Evaluation of N-ethyl-N-methyl-morpholinium bromide and N-ethyl-N-methyl-pyrrolidinium bromide as bromine complexing agents in vanadium bromide redox flow batteries http://dx.doi.org/10.1016/j.electacta.2013.06.084

Effective hydrodynamic/Stokes radius in water at ambient temperatures :

$I_{3}^{-}$ : $\approx 0.22 nm$ : based on $D \approx 1.1 \times 10^{- 9} m^{2} s^{- 1}$ reported for aqueous triiodide.
${Br}_{3}^{-}$ : $\approx 0.21 nm$ : based on $D \approx 1.145 \times 10^{- 9} m^{2} s^{- 1}$ for tribromide in water.
${Br}_{5}^{-}$ : no reliable tabulated aqueous hydrated radius in the literature, but polybromides are larger/slower than ${Br}^{-}$ . Structurally, ${Br}_{5}^{-}$ is also less sphere-like and can appear as V-shaped or chain-like motifs, so a single “radius” is less well defined.

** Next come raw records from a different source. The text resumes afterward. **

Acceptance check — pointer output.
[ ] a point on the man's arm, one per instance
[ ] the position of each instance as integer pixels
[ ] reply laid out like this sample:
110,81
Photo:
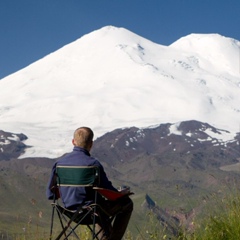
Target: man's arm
51,183
104,181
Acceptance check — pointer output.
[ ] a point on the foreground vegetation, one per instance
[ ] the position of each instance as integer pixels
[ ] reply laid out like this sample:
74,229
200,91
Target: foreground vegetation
219,219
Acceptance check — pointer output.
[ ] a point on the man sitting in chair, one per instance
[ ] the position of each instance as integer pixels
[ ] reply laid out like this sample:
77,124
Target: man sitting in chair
72,198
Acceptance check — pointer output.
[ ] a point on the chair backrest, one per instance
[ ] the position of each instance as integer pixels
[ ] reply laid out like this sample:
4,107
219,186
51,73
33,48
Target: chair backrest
77,176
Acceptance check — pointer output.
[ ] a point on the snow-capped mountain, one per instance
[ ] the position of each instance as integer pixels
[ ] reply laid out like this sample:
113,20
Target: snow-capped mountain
113,78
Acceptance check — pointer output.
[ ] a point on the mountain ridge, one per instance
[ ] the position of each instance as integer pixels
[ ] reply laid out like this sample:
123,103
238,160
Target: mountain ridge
113,78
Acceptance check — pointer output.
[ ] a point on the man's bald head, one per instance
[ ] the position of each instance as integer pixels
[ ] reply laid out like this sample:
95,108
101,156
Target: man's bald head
83,137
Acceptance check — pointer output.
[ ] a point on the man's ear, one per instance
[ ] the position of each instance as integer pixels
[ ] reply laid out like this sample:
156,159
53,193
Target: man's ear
90,145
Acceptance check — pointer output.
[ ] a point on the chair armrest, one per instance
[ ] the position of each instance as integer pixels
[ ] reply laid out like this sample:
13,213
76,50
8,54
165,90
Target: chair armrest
111,195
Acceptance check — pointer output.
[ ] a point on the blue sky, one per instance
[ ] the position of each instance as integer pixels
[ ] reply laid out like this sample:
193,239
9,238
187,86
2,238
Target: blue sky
31,29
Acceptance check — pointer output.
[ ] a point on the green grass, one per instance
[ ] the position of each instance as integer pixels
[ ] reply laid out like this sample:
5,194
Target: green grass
219,221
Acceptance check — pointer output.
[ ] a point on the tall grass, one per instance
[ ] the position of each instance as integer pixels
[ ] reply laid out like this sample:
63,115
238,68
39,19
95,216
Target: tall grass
220,220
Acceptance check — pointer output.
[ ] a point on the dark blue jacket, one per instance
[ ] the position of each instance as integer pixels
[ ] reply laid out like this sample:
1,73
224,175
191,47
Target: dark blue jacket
74,196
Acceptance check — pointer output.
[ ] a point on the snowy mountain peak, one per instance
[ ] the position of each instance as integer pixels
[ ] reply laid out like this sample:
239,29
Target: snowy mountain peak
221,52
113,78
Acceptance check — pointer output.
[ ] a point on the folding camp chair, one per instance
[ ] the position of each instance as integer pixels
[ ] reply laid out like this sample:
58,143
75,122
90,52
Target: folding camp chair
89,215
69,176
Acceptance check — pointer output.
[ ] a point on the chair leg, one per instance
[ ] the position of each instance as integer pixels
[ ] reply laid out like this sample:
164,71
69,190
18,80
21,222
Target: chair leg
52,218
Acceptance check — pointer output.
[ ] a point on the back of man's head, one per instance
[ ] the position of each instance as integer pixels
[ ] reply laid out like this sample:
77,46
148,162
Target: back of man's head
83,137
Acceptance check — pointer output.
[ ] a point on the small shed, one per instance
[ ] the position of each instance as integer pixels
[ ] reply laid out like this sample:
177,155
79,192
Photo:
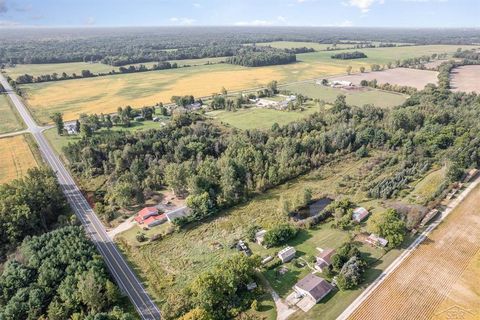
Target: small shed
359,214
287,254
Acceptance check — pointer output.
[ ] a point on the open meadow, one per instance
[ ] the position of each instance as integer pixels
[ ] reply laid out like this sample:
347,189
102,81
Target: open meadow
97,67
400,76
9,120
466,78
358,97
259,118
17,155
169,264
440,278
106,94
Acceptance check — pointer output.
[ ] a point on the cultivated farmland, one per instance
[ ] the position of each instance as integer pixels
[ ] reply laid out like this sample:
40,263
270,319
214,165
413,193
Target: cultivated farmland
424,286
106,94
16,157
399,76
466,78
359,96
9,119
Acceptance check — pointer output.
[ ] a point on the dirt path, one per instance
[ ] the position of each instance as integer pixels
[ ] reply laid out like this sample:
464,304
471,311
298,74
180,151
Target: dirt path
417,288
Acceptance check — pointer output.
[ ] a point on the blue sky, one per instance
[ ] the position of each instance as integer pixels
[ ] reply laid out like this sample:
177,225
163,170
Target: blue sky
368,13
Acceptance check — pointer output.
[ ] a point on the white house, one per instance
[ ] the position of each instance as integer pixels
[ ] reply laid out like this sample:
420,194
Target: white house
287,254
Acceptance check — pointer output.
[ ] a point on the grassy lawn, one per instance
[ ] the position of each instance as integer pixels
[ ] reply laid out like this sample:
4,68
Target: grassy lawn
106,94
17,155
426,188
365,96
58,142
173,262
9,120
259,118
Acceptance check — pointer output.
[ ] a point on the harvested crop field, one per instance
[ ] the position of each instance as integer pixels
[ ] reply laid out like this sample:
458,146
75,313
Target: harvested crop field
106,94
439,278
16,157
466,78
358,97
9,119
399,76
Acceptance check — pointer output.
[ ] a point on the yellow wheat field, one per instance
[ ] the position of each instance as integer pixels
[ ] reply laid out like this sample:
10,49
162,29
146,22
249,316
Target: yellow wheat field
15,158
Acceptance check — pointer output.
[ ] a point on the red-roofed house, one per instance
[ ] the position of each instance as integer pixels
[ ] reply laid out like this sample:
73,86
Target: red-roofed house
359,214
149,216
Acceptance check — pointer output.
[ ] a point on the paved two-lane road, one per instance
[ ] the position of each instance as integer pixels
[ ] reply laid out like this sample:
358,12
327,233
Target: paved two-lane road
115,262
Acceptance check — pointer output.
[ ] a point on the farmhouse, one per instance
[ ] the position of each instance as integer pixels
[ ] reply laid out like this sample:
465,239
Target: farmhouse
324,259
177,213
313,288
287,254
259,236
149,216
359,214
376,241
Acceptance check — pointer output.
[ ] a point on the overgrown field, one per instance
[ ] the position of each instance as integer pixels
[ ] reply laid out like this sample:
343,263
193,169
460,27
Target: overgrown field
358,97
439,278
17,155
9,119
171,263
106,94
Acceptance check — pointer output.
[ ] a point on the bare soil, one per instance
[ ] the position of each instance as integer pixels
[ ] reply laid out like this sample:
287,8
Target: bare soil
439,278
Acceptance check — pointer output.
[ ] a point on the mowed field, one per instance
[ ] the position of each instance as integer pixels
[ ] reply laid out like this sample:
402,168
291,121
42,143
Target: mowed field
440,278
399,76
9,119
77,67
466,78
16,157
106,94
354,97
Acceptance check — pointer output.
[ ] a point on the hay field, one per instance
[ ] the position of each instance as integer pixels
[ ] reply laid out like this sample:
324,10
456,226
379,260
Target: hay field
77,67
354,97
425,285
259,118
301,44
466,78
9,119
16,157
106,94
400,76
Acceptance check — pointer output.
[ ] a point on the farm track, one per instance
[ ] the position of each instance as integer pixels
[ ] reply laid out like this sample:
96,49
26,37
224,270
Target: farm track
416,288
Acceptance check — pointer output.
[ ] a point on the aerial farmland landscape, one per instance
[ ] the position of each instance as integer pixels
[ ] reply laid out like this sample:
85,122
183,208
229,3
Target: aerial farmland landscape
247,160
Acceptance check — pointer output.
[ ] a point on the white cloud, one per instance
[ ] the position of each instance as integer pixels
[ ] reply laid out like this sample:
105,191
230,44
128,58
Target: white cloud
254,23
90,21
363,5
182,21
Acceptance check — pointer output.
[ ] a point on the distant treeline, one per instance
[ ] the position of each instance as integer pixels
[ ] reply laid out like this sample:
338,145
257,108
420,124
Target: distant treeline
27,78
349,55
261,56
123,46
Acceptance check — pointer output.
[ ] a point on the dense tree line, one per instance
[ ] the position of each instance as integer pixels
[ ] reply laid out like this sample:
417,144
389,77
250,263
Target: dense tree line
251,56
122,46
29,206
349,55
57,276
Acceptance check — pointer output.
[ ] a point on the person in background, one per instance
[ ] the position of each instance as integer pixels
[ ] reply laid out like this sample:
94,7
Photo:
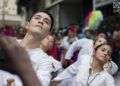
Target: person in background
67,41
91,73
37,28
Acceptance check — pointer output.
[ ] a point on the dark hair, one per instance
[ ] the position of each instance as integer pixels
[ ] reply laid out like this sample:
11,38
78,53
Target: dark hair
98,38
48,13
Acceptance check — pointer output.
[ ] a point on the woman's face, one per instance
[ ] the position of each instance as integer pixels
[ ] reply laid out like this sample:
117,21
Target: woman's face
103,53
99,41
40,23
47,42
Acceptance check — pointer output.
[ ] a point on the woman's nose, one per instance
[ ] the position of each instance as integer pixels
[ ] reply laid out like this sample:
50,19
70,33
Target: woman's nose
40,21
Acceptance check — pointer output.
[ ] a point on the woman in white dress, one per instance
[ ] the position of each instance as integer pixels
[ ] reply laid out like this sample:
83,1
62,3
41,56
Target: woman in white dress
90,74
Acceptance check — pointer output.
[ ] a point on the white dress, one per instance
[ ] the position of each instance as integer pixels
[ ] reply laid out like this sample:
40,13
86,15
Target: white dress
85,46
78,75
4,76
65,43
43,65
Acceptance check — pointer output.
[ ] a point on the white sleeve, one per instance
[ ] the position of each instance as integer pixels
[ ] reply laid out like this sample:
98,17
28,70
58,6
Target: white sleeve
111,67
4,76
75,46
68,72
56,65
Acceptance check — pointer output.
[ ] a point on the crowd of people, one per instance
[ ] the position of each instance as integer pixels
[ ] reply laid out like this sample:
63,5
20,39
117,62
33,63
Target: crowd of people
42,58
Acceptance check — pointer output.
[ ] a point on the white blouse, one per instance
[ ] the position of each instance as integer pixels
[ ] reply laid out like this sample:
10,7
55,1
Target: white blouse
78,75
85,46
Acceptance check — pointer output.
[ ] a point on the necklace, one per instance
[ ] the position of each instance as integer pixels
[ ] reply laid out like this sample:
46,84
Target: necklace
89,81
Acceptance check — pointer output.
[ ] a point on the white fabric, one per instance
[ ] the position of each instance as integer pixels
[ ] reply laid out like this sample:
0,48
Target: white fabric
77,75
4,76
100,79
73,69
44,65
85,46
111,67
65,44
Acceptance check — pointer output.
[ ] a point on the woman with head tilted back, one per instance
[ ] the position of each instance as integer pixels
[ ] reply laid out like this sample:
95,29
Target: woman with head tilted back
37,28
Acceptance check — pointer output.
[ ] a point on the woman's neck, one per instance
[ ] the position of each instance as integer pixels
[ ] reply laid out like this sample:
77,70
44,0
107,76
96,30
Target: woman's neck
97,66
30,42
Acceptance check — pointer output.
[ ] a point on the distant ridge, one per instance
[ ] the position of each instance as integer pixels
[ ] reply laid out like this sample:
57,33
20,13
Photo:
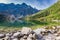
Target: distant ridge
17,9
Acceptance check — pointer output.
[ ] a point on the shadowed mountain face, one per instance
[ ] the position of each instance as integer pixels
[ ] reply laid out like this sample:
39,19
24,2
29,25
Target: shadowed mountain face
17,9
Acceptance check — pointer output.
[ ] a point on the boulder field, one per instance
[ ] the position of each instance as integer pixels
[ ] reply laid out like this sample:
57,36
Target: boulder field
26,33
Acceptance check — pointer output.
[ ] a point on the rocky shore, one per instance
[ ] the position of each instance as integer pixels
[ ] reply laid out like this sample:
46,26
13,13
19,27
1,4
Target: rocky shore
26,33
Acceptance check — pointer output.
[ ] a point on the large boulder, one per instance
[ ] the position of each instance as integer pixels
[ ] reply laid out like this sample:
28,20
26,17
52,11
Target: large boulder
26,30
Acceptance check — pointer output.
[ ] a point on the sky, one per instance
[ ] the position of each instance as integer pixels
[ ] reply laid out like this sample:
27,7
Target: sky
38,4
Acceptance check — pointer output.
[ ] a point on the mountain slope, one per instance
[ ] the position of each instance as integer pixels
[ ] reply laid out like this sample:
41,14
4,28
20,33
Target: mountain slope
52,13
17,9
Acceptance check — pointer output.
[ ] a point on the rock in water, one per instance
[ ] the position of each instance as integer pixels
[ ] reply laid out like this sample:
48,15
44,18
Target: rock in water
26,30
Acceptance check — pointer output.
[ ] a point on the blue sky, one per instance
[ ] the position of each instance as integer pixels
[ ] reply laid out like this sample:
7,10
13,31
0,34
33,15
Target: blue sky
39,4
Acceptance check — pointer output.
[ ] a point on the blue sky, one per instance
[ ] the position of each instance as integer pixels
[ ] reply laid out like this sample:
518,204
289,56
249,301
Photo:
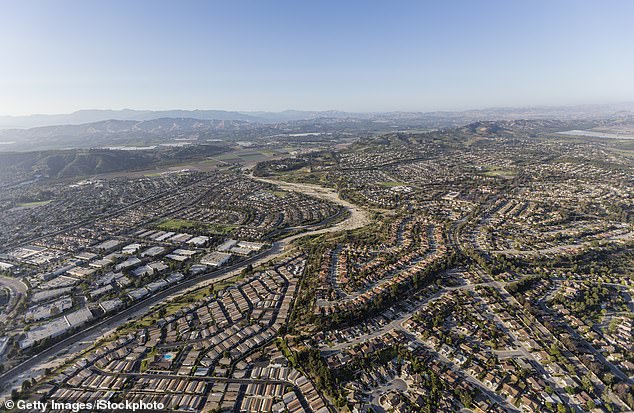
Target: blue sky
60,56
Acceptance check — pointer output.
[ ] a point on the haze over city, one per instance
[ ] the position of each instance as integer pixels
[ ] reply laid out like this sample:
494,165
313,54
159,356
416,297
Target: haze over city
317,207
358,56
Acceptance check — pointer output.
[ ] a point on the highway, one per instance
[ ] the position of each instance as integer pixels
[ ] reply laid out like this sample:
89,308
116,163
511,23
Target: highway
89,334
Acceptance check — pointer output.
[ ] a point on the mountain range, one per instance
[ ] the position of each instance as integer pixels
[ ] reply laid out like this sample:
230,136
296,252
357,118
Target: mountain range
504,113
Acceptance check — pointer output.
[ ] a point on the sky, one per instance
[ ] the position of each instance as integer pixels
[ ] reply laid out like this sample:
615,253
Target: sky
61,56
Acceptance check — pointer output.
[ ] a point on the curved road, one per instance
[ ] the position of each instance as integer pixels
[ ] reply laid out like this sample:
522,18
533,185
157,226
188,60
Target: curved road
358,217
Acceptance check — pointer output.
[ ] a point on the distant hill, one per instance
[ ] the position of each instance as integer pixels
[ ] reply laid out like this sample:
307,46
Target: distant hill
110,133
18,166
503,113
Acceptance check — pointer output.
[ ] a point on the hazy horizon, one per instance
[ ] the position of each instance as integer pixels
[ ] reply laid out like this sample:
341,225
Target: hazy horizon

Oil phase aqueous phase equilibrium

Due to the precipitation of ${MEPBr}_{3}$ into a molten salt phase, an bromine concentrations reach an equilibrium between phases. One study found that the measured bromine concentration of the aqueous phase at equilibrium for 0.25, 0.5, 0.75, 1, 1.25, 1.5, and 2 M initial bromine concentration was, respectively, 34, 39, 52, 77, 113, 177 and 375 mM.